# SciSciNet UMD Data Preprocessing

This notebook documents the data preprocessing steps for the UMD Computer Science visualization project.

## Data Source
- **Dataset**: SciSciNet v2 (Northwestern University)
- **Source**: https://huggingface.co/datasets/Northwestern-CSSI/sciscinet-v2

## Filtering Strategy
We filter the full SciSciNet dataset to include only:
1. Papers affiliated with University of Maryland (UMD)
2. Papers in the Computer Science field
3. Related citations, authors, and affiliations

In [None]:
import pandas as pd
import pyarrow.parquet as pq
from pathlib import Path

DATA_DIR = Path('../sciscinet_data')

## Step 1: Identify UMD and CS Field IDs

From the SciSciNet metadata:
- **UMD Institution ID**: I66946132
- **Computer Science Field ID**: C41008148

In [None]:
UMD_ID = 'I66946132'
CS_FIELD_ID = 'C41008148'

print(f"UMD Institution ID: {UMD_ID}")
print(f"CS Field ID: {CS_FIELD_ID}")

## Step 2: Filter Papers

We filter papers that are:
1. Affiliated with UMD (via paper_author_affiliation table)
2. In the Computer Science field (via paper_fields table)

In [None]:
# Load filtered UMD CS papers
df_papers = pd.read_parquet(DATA_DIR / 'umd_cs_papers.parquet')
print(f"Total UMD CS papers: {len(df_papers):,}")
print(f"\nColumns: {df_papers.columns.tolist()}")
print(f"\nYear range: {df_papers['year'].min()} - {df_papers['year'].max()}")

In [None]:
# Papers per year
papers_by_year = df_papers.groupby('year').size()
print("Papers by year (last 10 years):")
print(papers_by_year[papers_by_year.index >= 2014])

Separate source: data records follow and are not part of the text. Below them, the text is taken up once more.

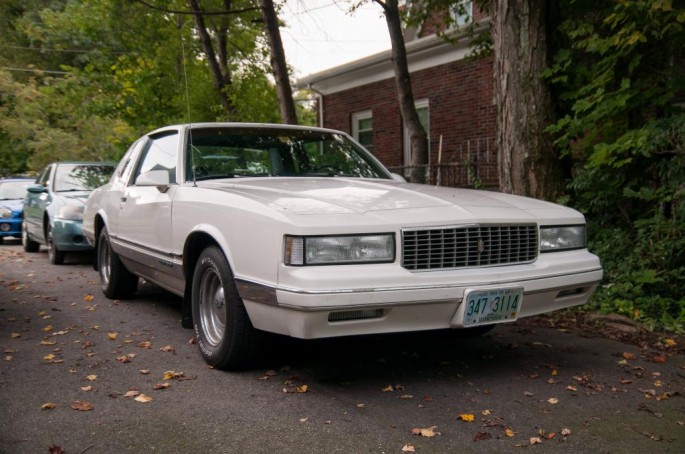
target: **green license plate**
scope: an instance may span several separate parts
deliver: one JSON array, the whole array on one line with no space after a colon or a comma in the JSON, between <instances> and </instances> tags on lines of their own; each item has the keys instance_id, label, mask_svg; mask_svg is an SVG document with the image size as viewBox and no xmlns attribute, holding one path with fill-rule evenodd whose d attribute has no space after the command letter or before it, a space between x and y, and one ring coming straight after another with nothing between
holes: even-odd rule
<instances>
[{"instance_id":1,"label":"green license plate","mask_svg":"<svg viewBox=\"0 0 685 454\"><path fill-rule=\"evenodd\" d=\"M464 294L464 326L513 322L518 317L523 289L467 290Z\"/></svg>"}]
</instances>

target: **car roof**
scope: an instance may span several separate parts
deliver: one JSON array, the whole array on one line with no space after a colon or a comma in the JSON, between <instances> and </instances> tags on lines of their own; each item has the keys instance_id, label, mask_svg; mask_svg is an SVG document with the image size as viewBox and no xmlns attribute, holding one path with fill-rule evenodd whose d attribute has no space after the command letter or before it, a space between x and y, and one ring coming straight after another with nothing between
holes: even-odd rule
<instances>
[{"instance_id":1,"label":"car roof","mask_svg":"<svg viewBox=\"0 0 685 454\"><path fill-rule=\"evenodd\" d=\"M9 183L12 181L35 181L35 178L32 177L7 177L7 178L0 178L0 183Z\"/></svg>"},{"instance_id":2,"label":"car roof","mask_svg":"<svg viewBox=\"0 0 685 454\"><path fill-rule=\"evenodd\" d=\"M240 123L240 122L199 122L199 123L179 123L175 125L168 125L154 131L150 131L147 135L155 134L162 131L172 129L197 129L197 128L234 128L234 129L264 129L264 130L293 130L293 131L317 131L328 132L336 134L347 134L343 131L335 129L319 128L318 126L302 126L302 125L288 125L281 123Z\"/></svg>"},{"instance_id":3,"label":"car roof","mask_svg":"<svg viewBox=\"0 0 685 454\"><path fill-rule=\"evenodd\" d=\"M57 164L59 165L73 165L73 164L78 164L78 165L116 165L115 162L112 161L57 161L53 162L52 164Z\"/></svg>"}]
</instances>

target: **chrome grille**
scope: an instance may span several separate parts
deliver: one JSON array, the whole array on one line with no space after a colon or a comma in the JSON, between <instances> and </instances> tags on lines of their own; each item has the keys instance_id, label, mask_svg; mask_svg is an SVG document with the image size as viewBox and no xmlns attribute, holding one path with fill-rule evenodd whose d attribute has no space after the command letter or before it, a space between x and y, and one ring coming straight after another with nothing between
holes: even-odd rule
<instances>
[{"instance_id":1,"label":"chrome grille","mask_svg":"<svg viewBox=\"0 0 685 454\"><path fill-rule=\"evenodd\" d=\"M515 265L532 262L537 254L535 224L402 231L402 266L409 270Z\"/></svg>"}]
</instances>

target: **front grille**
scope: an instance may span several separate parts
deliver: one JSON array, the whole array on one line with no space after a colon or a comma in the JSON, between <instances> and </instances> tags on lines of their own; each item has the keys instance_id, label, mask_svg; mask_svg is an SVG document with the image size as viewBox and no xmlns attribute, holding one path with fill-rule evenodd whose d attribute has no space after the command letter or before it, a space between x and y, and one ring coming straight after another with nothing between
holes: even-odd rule
<instances>
[{"instance_id":1,"label":"front grille","mask_svg":"<svg viewBox=\"0 0 685 454\"><path fill-rule=\"evenodd\" d=\"M402 231L402 266L409 270L515 265L532 262L537 254L535 224Z\"/></svg>"}]
</instances>

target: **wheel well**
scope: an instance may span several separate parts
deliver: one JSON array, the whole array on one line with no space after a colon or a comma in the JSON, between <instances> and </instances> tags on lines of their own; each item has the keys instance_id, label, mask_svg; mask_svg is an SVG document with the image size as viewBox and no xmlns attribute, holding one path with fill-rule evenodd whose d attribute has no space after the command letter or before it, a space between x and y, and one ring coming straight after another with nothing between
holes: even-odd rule
<instances>
[{"instance_id":1,"label":"wheel well","mask_svg":"<svg viewBox=\"0 0 685 454\"><path fill-rule=\"evenodd\" d=\"M105 221L102 219L102 216L96 215L95 219L93 220L93 250L95 251L95 254L93 256L93 269L95 271L100 271L99 266L98 266L98 259L97 259L97 250L98 250L98 241L100 241L100 232L102 231L102 228L105 226Z\"/></svg>"},{"instance_id":2,"label":"wheel well","mask_svg":"<svg viewBox=\"0 0 685 454\"><path fill-rule=\"evenodd\" d=\"M193 327L193 315L191 307L193 273L195 273L195 265L202 251L210 245L219 244L216 240L205 232L194 232L186 240L183 247L183 275L185 277L186 285L183 292L183 307L181 309L182 324L184 328Z\"/></svg>"}]
</instances>

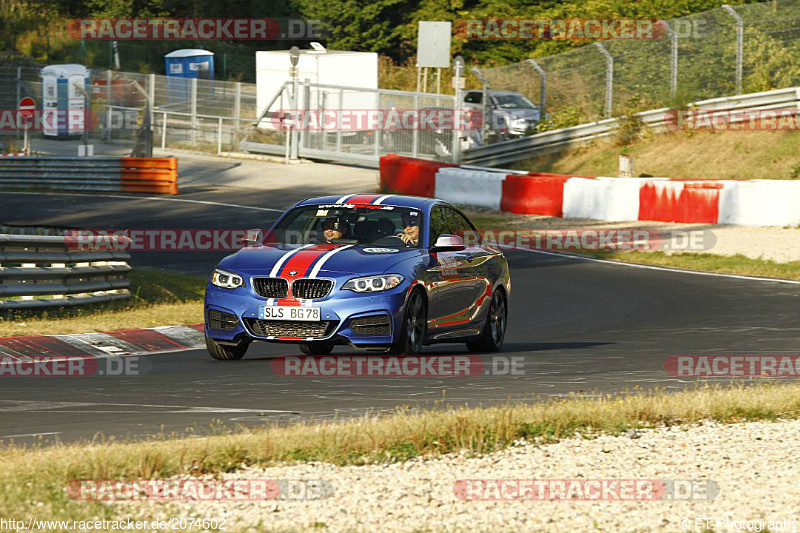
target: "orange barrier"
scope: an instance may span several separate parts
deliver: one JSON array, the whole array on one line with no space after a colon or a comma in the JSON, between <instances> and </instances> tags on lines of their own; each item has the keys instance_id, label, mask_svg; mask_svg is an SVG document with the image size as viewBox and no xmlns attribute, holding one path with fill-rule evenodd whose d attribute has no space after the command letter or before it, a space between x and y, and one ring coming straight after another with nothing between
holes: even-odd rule
<instances>
[{"instance_id":1,"label":"orange barrier","mask_svg":"<svg viewBox=\"0 0 800 533\"><path fill-rule=\"evenodd\" d=\"M122 157L120 183L124 192L178 194L175 157Z\"/></svg>"}]
</instances>

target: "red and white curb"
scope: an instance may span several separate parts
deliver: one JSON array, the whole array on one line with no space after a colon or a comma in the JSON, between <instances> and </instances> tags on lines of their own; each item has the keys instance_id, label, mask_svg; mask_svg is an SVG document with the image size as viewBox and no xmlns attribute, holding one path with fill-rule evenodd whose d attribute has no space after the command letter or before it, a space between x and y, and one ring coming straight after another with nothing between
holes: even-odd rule
<instances>
[{"instance_id":1,"label":"red and white curb","mask_svg":"<svg viewBox=\"0 0 800 533\"><path fill-rule=\"evenodd\" d=\"M178 352L205 346L203 324L123 329L77 335L0 337L0 359L28 362L30 358L124 357Z\"/></svg>"},{"instance_id":2,"label":"red and white curb","mask_svg":"<svg viewBox=\"0 0 800 533\"><path fill-rule=\"evenodd\" d=\"M794 226L798 180L609 178L458 167L387 155L381 186L498 211L613 222Z\"/></svg>"}]
</instances>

## Step 3: Filter Citation Network

We keep only **internal citations** - citations between UMD CS papers.
This significantly reduces the dataset size while maintaining meaningful relationships.

In [None]:
# Load internal citations
df_refs = pd.read_parquet(DATA_DIR / 'umd_cs_paperrefs.parquet')
print(f"Internal citations: {len(df_refs):,}")
print(f"\nColumns: {df_refs.columns.tolist()}")

## Step 4: Filter Authors

We include all authors who have co-authored at least one UMD CS paper.

In [None]:
# Load author data
df_authors = pd.read_parquet(DATA_DIR / 'umd_authors.parquet')
print(f"UMD authors: {len(df_authors):,}")
print(f"\nColumns: {df_authors.columns.tolist()}")

In [None]:
# Load paper-author relationships
df_paa = pd.read_parquet(DATA_DIR / 'umd_paper_author_affiliation.parquet')
print(f"Paper-author relationships: {len(df_paa):,}")
print(f"\nAverage authors per paper: {df_paa.groupby('paperid').size().mean():.2f}")

## Data Summary

| Dataset | Original Size | Filtered Size | Reduction |
|---------|---------------|---------------|----------|
| Papers | ~270M | 87,738 | 99.97% |
| Citations | ~2.3B | 126,892 | 99.99% |
| Authors | ~270M | 78,079 | 99.97% |

This filtering allows us to focus on UMD CS research while keeping the dataset manageable.

## Scalability Solutions

### For Visualization:
1. **Node Filtering**: Show only top N most-cited papers or prolific authors
2. **Time Filtering**: Focus on recent 5 years for networks
3. **Collision Detection**: Prevent node overlap in force-directed layout
4. **Level of Detail**: Show labels only for important nodes

### For Data Processing:
1. **Batch Processing**: Read parquet files in chunks
2. **Set-based Filtering**: Use Python sets for O(1) lookup
3. **Parquet Format**: Column-oriented storage for efficient queries

In [None]:
# Example: Filter for past 5 years network
recent_papers = df_papers[df_papers['year'] >= 2019]
print(f"Papers in past 5 years: {len(recent_papers):,}")

# Top cited papers
top_cited = recent_papers.nlargest(200, 'cited_by_count')
print(f"Top 200 cited papers for visualization")